Fishing during the weed cut can be sporadic. This particular stretch of the river is high up in the system; there are only three or four people above this stretch who will be cutting any weed. Further down on the main river their will be weed coming down constantly throughout the weed cutting period, whereas here we will often get a few days when nothing will be cut and the river is clear. A constant flow of weed coming down the river often unsettle the fish, and make fishing difficult although occasionally you will get a fish feeding hard sub surface on food that is dropping from the cut weed.
This week it has been necessary to strip all of the weed out of the bottom fifty yards of the beat, in order to drop the level of the river that is now coming over the banks. The remainder of the river I will cut into horizontal bars across the river. Bar cutting helps to maintain depth where required, spreads the flow out evenly across the river so spreading the fish out between the bars. One particular right hand bend at the top of this stretch can be altered drastically through weed cutting. Over widened due to two spring ditches entering on the bend, the flow rotates in an anti clockwise direction with no weed, but in a clockwise direction with half a bar of weed at the head of the pool. One week the fish are facing one way, the next week they are facing the other way.
My son and I have been over to the North New Forest to play cricket at the weekend, my wife travelling as scorer.
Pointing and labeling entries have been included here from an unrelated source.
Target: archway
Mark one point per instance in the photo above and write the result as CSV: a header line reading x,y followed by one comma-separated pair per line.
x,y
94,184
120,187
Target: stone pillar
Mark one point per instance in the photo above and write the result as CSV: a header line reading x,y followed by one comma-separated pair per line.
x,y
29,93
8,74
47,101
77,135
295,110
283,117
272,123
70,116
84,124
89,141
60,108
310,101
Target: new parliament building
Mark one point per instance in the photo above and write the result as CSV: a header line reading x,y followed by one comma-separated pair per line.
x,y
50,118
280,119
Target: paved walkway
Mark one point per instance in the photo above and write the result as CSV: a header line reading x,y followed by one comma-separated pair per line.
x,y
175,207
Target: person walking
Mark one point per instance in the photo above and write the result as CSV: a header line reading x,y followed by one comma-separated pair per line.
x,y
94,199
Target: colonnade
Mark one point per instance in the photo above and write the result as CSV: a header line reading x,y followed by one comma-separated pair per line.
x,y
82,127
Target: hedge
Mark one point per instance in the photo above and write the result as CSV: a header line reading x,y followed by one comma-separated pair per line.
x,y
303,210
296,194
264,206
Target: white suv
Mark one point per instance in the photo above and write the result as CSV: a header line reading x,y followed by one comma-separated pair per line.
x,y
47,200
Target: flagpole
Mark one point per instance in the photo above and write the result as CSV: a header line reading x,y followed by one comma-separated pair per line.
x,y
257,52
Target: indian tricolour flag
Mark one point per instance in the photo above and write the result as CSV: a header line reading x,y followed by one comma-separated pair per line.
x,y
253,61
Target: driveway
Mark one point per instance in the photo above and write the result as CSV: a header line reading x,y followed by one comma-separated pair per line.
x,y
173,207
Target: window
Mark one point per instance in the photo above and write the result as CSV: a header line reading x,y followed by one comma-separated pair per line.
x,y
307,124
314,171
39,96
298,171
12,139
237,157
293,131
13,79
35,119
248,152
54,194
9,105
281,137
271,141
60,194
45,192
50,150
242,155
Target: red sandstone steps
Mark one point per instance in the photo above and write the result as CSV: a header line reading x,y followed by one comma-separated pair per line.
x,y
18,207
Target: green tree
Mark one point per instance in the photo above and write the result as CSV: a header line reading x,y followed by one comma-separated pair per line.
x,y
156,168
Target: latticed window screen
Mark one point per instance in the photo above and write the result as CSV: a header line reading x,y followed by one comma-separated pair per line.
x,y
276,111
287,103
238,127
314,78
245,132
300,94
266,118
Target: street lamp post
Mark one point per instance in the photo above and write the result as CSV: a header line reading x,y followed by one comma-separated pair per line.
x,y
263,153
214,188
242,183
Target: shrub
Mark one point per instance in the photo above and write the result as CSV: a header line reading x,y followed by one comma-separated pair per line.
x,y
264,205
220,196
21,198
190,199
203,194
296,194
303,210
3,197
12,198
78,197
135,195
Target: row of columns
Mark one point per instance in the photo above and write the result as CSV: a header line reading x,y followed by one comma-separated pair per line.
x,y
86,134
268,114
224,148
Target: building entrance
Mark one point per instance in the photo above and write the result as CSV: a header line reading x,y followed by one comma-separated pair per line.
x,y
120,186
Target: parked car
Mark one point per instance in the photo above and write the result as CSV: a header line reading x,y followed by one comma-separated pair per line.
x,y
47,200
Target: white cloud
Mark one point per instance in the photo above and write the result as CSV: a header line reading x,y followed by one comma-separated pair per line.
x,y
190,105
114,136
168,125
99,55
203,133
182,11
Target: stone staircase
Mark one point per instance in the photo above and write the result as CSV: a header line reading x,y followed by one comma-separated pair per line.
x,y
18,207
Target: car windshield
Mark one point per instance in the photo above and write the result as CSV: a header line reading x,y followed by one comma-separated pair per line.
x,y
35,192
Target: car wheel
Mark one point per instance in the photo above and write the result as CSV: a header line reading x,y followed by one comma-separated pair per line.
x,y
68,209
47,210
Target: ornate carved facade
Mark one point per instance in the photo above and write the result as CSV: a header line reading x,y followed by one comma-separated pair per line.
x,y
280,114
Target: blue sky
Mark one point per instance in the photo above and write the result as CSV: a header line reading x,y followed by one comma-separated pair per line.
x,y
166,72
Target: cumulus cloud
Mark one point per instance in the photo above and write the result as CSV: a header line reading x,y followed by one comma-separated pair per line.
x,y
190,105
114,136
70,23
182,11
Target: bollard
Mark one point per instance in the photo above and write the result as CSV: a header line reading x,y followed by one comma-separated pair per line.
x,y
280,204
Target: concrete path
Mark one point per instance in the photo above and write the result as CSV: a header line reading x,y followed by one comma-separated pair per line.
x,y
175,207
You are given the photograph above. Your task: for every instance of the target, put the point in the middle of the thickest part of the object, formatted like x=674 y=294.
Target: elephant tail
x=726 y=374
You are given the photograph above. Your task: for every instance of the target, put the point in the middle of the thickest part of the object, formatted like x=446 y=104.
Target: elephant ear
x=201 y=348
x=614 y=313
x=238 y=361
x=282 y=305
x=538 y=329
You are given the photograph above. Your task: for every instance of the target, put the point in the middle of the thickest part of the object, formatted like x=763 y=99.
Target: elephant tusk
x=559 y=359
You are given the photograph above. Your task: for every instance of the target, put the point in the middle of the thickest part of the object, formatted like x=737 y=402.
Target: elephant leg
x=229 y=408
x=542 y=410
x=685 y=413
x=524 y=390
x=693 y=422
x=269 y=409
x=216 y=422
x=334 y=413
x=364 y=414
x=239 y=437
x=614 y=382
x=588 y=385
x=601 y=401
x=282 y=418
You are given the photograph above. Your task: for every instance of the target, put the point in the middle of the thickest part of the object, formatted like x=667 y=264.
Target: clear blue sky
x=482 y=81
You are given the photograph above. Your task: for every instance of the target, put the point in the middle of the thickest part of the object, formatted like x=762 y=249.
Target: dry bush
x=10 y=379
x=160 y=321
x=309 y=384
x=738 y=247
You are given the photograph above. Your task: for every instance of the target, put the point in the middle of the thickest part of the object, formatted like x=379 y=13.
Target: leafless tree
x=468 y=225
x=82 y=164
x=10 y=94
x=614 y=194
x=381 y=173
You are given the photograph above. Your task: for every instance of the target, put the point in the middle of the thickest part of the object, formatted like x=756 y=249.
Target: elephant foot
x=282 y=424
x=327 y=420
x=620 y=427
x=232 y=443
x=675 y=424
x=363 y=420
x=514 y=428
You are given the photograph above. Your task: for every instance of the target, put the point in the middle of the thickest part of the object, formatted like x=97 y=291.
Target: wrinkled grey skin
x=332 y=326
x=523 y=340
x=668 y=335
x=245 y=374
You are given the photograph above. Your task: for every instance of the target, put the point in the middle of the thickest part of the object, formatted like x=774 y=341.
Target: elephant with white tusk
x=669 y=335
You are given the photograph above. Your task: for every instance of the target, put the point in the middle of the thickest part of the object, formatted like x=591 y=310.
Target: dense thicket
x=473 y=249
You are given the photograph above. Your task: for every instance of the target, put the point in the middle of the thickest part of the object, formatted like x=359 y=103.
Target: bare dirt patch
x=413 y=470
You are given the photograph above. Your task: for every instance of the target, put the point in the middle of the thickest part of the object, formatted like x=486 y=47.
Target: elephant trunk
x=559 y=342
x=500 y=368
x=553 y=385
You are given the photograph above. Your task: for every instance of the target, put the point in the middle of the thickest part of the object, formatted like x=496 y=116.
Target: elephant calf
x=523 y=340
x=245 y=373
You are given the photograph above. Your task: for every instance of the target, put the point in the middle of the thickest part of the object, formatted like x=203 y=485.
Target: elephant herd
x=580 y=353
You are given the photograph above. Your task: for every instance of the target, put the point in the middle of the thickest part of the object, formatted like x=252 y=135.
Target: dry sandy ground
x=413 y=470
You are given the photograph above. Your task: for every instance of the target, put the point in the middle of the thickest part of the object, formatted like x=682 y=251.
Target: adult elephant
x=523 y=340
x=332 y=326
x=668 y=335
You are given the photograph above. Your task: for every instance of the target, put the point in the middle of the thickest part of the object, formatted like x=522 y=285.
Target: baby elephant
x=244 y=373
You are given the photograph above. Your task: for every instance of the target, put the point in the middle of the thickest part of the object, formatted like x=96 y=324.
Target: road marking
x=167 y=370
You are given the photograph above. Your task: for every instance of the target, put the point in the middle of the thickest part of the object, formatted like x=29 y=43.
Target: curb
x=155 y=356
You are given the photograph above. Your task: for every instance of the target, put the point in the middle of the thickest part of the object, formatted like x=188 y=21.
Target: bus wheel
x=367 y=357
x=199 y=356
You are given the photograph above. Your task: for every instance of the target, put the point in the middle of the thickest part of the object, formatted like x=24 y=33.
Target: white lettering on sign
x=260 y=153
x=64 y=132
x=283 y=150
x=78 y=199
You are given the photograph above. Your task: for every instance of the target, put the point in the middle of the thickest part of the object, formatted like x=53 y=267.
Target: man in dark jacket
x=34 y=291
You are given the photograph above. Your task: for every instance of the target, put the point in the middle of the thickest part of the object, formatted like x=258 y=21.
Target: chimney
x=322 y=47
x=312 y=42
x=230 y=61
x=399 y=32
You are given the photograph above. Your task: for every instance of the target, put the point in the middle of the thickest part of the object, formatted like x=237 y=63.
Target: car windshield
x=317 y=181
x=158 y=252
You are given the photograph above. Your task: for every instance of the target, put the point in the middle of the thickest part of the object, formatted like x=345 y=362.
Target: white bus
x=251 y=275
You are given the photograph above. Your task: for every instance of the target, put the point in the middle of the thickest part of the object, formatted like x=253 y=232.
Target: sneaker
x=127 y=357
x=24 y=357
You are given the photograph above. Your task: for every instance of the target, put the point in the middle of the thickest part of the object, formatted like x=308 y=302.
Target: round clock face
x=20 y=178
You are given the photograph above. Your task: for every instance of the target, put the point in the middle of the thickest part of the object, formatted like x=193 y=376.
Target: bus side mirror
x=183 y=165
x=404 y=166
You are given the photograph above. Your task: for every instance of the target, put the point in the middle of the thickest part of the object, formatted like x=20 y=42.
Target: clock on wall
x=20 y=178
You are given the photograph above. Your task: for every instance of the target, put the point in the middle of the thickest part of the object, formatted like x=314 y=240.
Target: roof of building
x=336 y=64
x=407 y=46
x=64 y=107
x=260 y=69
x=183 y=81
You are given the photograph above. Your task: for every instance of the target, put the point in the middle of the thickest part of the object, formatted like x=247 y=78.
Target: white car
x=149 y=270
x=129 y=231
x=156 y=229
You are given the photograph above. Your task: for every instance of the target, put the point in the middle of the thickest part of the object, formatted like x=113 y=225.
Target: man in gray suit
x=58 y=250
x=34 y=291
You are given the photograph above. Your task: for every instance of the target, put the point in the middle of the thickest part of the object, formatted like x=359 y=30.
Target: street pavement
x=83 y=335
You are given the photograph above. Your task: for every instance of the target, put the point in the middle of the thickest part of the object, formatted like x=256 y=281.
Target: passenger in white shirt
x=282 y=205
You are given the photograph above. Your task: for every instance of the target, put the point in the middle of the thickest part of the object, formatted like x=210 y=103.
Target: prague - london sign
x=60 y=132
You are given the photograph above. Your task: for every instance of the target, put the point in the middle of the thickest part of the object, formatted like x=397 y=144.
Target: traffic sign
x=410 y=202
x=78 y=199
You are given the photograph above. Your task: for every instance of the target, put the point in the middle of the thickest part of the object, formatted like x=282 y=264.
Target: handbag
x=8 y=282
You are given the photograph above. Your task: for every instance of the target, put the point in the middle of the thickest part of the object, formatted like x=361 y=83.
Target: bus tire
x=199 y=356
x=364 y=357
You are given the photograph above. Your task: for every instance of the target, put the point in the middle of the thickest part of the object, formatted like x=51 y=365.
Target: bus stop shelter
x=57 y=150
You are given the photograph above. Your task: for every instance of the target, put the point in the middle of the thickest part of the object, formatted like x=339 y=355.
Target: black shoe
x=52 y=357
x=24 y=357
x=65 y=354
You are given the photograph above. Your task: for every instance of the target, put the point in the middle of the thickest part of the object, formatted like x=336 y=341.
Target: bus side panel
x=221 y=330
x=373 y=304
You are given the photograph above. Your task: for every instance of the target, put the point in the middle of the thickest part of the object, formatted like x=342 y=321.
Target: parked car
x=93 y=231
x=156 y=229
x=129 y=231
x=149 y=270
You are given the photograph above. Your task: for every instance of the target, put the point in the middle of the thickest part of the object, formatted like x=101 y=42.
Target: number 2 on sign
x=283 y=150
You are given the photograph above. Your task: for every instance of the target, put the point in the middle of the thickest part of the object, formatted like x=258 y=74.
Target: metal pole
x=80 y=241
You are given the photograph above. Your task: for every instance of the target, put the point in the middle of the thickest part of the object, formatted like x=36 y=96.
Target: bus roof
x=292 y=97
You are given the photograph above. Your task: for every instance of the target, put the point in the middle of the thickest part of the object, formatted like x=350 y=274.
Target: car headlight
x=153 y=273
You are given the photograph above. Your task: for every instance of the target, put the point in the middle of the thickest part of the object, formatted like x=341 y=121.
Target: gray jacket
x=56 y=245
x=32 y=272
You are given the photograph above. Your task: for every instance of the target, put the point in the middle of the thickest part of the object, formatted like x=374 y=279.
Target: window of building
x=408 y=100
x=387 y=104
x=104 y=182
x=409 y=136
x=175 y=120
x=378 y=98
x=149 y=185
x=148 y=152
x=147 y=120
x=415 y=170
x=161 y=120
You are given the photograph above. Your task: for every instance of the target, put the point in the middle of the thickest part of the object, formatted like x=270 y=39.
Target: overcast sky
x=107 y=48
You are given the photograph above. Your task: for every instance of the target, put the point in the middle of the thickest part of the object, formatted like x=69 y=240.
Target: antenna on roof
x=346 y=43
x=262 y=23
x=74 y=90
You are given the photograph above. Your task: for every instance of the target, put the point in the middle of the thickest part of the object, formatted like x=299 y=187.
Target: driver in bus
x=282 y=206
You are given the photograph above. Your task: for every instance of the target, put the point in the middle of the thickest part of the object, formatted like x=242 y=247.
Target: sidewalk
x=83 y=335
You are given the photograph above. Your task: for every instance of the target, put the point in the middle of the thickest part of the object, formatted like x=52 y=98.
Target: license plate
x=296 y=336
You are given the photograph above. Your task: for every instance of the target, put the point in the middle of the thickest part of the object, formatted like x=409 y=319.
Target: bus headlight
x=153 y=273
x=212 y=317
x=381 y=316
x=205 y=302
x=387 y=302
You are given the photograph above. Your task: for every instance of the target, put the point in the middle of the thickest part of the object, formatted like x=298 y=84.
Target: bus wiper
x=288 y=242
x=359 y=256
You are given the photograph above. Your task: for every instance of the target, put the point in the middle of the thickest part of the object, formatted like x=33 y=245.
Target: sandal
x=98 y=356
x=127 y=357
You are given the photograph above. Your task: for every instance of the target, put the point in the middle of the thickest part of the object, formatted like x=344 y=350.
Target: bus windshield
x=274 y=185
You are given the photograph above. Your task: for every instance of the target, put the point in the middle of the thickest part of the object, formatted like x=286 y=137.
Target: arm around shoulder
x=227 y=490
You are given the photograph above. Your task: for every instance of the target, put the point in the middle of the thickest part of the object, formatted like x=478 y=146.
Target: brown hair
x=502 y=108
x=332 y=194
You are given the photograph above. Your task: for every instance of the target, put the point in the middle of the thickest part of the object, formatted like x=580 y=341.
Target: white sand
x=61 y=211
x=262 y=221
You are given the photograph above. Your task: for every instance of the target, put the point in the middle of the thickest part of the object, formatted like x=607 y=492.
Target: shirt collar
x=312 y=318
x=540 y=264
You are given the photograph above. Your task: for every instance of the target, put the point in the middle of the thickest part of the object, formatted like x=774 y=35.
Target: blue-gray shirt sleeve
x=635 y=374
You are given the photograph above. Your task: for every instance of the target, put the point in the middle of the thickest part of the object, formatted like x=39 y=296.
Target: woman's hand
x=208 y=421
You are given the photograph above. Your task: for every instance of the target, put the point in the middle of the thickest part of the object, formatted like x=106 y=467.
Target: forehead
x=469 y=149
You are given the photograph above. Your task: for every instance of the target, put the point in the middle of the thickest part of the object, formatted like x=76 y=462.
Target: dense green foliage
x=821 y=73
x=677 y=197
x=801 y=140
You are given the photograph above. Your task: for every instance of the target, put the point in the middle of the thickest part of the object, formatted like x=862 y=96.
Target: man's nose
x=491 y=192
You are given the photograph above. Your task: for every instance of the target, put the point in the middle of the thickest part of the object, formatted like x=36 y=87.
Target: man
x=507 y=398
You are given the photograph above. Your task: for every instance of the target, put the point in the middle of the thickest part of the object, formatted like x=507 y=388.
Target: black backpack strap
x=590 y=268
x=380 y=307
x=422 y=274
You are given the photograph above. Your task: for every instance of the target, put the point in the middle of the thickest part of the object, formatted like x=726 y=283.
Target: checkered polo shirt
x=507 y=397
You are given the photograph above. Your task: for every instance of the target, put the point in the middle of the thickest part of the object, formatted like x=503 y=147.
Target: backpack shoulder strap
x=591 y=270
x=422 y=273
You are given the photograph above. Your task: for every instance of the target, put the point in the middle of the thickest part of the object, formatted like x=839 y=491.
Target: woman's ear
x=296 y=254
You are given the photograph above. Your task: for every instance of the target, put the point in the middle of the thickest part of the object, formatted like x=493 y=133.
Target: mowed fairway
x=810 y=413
The two grounds we played at were situated in the Avon valley. Stopping at the bridges as most fishermen seem to do I was amazed by the weed growth across the whole river channel. One particular stretch was two thirds flowering ranunculus in six feet of water as far downstream as you could see. A daunting prospect for one bloke with his scythe, and one that would now be undertaken with a weedcutting boat; it would have taken gangs of men with links and pole scythes to clear it fifty years ago coupled with various people moving the cut weed on downstream.